I am thinking of things to try putting into an interactive notebook, and one of the first things that comes to mind is my calculus students.  I try to drill the convenient values into their heads...but their noggins are tough, and they just don't want to remember them!

So, here is a look at my first try at a "flippable."

What do you think?  What types of "flippables" do you use in your middle or high school classroom?

Have a great day!

1. I struggle with students remembering vocabulary and basic formulas. One thing that I have done for the last several years are memory quizzes almost every Friday. Most weeks they get 8 new vocabulary words/formulas. Once something has been given to the students as something that could be on the test, it could appear on a memory quiz at any other time of the year. Something that was given at the beginning of the year will still show up on things at the end of the year. The quizzes are short, no longer than 25 questions, and are timed. Anywhere from 5 to 10 minutes. Each word or formula is worth 1 point. It is a great way to motivate students to memorize. I have also put the perfect squares up to 16 and perfect cubes up to 5 on memory quizzes as well. These things that you have in your flippables would work on a memory quiz.
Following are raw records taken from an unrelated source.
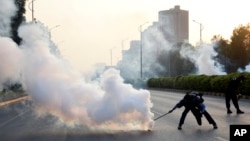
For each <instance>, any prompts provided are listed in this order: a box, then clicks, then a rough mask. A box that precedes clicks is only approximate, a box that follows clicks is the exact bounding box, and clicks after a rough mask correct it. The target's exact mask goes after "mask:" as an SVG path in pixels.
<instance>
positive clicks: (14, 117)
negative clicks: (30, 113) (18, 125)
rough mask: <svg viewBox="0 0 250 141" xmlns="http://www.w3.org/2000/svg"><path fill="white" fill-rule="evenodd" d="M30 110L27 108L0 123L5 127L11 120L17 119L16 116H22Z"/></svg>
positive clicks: (12, 120)
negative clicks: (5, 120) (25, 109)
mask: <svg viewBox="0 0 250 141" xmlns="http://www.w3.org/2000/svg"><path fill="white" fill-rule="evenodd" d="M28 110H29V109H26V110H25V111H23V112H21V113H20V114H18V115H16V116H14V117H12V118H11V119H9V120H6V121H5V122H3V123H2V124H0V127H3V126H4V125H6V124H8V123H9V122H11V121H13V120H15V119H16V118H18V117H20V116H22V115H23V114H25V113H27V112H28Z"/></svg>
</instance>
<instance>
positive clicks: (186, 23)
mask: <svg viewBox="0 0 250 141" xmlns="http://www.w3.org/2000/svg"><path fill="white" fill-rule="evenodd" d="M158 22H159V24H158V26H159V28H160V30H161V31H162V32H163V34H164V36H165V38H166V39H167V40H168V41H169V42H174V43H177V42H183V41H188V40H189V36H188V35H189V12H188V11H186V10H181V9H180V6H175V7H174V8H172V9H169V10H164V11H159V13H158Z"/></svg>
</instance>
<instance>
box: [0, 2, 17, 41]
mask: <svg viewBox="0 0 250 141" xmlns="http://www.w3.org/2000/svg"><path fill="white" fill-rule="evenodd" d="M0 5H1V8H0V36H5V37H10V36H11V35H10V30H11V27H10V25H11V18H12V17H13V16H15V14H16V11H17V8H16V6H15V3H14V1H13V0H0Z"/></svg>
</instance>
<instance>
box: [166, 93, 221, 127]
mask: <svg viewBox="0 0 250 141" xmlns="http://www.w3.org/2000/svg"><path fill="white" fill-rule="evenodd" d="M203 101H204V99H203V98H202V94H201V93H198V92H194V91H192V92H187V93H186V95H185V96H184V98H183V99H181V100H180V101H179V102H178V103H177V104H176V105H175V106H174V107H173V109H172V110H170V111H169V113H171V112H173V111H174V110H175V109H176V108H181V107H182V106H184V107H185V109H184V111H183V112H182V115H181V118H180V121H179V125H178V129H179V130H181V129H182V125H183V124H184V120H185V118H186V115H187V113H188V112H189V111H190V110H191V112H192V113H193V115H194V116H195V118H196V121H197V123H198V125H201V124H202V123H201V117H202V114H203V115H204V116H205V117H206V119H207V120H208V122H209V124H212V125H213V127H214V129H217V128H218V127H217V124H216V123H215V121H214V120H213V118H212V117H211V116H210V114H209V113H208V112H207V111H206V109H205V107H206V106H205V104H204V103H203Z"/></svg>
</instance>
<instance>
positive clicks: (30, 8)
mask: <svg viewBox="0 0 250 141" xmlns="http://www.w3.org/2000/svg"><path fill="white" fill-rule="evenodd" d="M34 1H35V0H32V1H31V2H30V3H29V9H30V10H31V12H32V13H31V14H32V22H34V21H35V16H34ZM30 4H31V8H30Z"/></svg>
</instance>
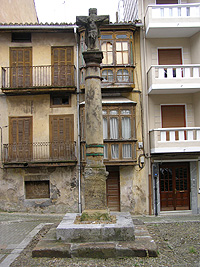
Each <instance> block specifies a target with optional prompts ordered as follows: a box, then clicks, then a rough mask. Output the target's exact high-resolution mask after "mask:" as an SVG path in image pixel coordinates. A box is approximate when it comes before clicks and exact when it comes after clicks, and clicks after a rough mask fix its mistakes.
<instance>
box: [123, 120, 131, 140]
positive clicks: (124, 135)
mask: <svg viewBox="0 0 200 267" xmlns="http://www.w3.org/2000/svg"><path fill="white" fill-rule="evenodd" d="M130 138H131V119H130V118H126V117H123V118H122V139H130Z"/></svg>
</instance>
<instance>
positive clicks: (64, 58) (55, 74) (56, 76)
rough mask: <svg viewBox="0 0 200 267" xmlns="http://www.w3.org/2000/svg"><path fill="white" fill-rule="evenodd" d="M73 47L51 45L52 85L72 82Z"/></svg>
mask: <svg viewBox="0 0 200 267" xmlns="http://www.w3.org/2000/svg"><path fill="white" fill-rule="evenodd" d="M73 62H74V57H73V47H71V46H70V47H52V66H53V67H52V81H53V85H54V86H69V85H72V83H73V77H74V72H73Z"/></svg>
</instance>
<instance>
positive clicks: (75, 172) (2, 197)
mask: <svg viewBox="0 0 200 267" xmlns="http://www.w3.org/2000/svg"><path fill="white" fill-rule="evenodd" d="M42 180H46V181H49V182H50V198H44V199H26V192H25V185H24V183H25V181H42ZM0 184H1V186H0V209H3V210H10V211H29V212H56V213H65V212H78V177H77V170H76V167H41V168H24V169H21V168H10V169H4V170H3V169H0Z"/></svg>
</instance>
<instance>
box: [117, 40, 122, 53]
mask: <svg viewBox="0 0 200 267" xmlns="http://www.w3.org/2000/svg"><path fill="white" fill-rule="evenodd" d="M116 50H117V51H122V44H121V42H116Z"/></svg>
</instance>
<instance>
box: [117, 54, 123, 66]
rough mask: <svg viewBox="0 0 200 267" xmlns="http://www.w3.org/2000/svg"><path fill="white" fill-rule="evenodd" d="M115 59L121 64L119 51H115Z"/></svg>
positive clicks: (121, 55)
mask: <svg viewBox="0 0 200 267" xmlns="http://www.w3.org/2000/svg"><path fill="white" fill-rule="evenodd" d="M116 60H117V64H122V53H121V52H116Z"/></svg>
1. Thanks for the great idea!

That would be especially great for things I expect AP students to just remember and not have to sit and try to figure out all the time.

2. this is great!!! I love foldables, flippables, whatever you call it.

I have lots on my blog!
Elizabeth
Hodges Herald

1. Thanks Elizabeth, I will definitely check out your blog!

3. Yay! Another high school math teacher blog! :-D I will be starting Interactive Notebooks this year as well. I'm extremely excited, but am getting a little anxious as it is about to become a reality rather than just the planning stages. I have pinned a ton of foldables on Pinterest. I've always used them, but never had a way of having the students organize them in my notebook.

I haven't planned out every page yet, but have a solid plan for the structure of the notebooks. I teach 8th Grade Math, Algebra I, and Geometry A so I will definitely follow your blog for ideas.